Spider-Man 2 - In the first Spider-Man, Sam Raimi served as both a fandom seal of approval and a technicial who could handle visual effects and create striking visuals without being too showy about it. In the follow-up, he puts his own stamp on the movie, zipping the camera around like he's no longer afraid to break it, getting the actors to put a little more snap in their words, and gleefully showing off his horror-movie roots in a hospital operating-room scene that cribs shamelessly from the Evil Dead movies but establishes Dr. Octopus as a threat to be reckoned with.

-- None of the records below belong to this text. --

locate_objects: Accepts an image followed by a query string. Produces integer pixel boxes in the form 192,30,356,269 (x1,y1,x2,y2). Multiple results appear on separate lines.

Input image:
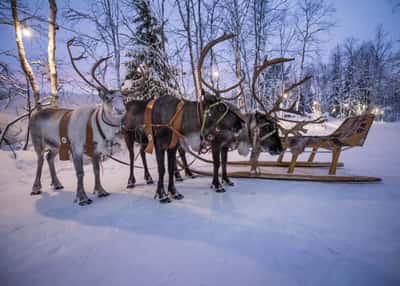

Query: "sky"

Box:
328,0,400,48
0,0,400,92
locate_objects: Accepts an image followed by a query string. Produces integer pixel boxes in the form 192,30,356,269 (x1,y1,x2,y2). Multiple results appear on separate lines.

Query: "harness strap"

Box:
85,109,97,157
168,100,185,149
59,110,72,161
97,110,107,141
143,99,156,153
59,109,97,161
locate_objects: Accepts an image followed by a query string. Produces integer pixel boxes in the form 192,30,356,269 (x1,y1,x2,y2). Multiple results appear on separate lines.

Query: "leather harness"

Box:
59,109,106,161
144,99,185,153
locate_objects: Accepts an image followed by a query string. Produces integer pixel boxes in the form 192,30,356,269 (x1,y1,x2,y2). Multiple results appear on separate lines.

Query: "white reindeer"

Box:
30,39,125,205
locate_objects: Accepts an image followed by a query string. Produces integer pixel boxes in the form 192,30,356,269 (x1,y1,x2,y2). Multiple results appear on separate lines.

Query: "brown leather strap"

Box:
59,110,72,161
96,110,107,141
85,109,98,157
144,99,156,153
168,100,185,149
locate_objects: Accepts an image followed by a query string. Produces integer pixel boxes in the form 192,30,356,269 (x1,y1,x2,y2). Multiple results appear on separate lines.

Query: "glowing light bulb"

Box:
212,70,219,79
21,27,32,38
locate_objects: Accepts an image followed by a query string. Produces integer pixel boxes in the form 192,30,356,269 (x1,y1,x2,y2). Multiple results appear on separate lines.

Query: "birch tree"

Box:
48,0,58,107
10,0,40,109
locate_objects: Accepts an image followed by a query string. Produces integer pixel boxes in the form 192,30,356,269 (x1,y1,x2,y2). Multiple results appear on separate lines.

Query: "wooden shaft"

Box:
329,148,341,175
307,147,318,163
288,154,299,174
276,149,286,163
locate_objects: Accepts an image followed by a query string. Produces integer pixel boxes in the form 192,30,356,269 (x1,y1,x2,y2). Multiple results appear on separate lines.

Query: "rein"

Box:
200,101,230,139
249,114,276,149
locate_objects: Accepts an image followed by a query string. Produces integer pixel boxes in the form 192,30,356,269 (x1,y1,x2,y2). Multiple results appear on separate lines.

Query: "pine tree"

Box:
124,0,176,98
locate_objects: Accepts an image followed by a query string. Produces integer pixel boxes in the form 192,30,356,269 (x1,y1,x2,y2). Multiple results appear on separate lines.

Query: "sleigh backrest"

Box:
331,114,375,146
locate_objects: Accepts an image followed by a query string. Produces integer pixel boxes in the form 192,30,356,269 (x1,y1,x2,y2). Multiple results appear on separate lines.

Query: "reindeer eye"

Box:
217,104,225,112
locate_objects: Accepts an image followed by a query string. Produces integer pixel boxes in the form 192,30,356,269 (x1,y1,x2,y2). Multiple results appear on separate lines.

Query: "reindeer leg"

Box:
154,144,171,203
140,145,154,185
125,134,136,189
92,154,110,198
211,144,225,193
46,150,64,190
31,151,44,196
221,147,235,186
178,146,196,179
250,147,260,175
72,152,92,206
167,148,183,200
174,158,183,182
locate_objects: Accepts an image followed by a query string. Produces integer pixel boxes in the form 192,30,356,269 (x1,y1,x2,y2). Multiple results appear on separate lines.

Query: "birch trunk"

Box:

The Dark Knight - Is this perceived as quite so great a movie if Heath Ledger had not died, giving us a reason to build it up a bit as the last great performance by an actor finally coming into his own? It's impossible to tell. It threatened to overshadow a lot of the other things that made this movie great, such as Aaron Eckhart's wonderful turn as Harvey Dent; there's an argument to be made that Two-Face is the best villain in Batman's rogue's gallery, better even than the Joker, and the character was ill-used in previous Batmovies. Or the eye-popping use of genuine IMAX photography which made some scenes pop in ways that nothing else does. Or how, buried underneath, there's a disquieting idea about how a response that erodes the personal liberties of everybody to counter the terrorism of a few is something we should think long and hard about.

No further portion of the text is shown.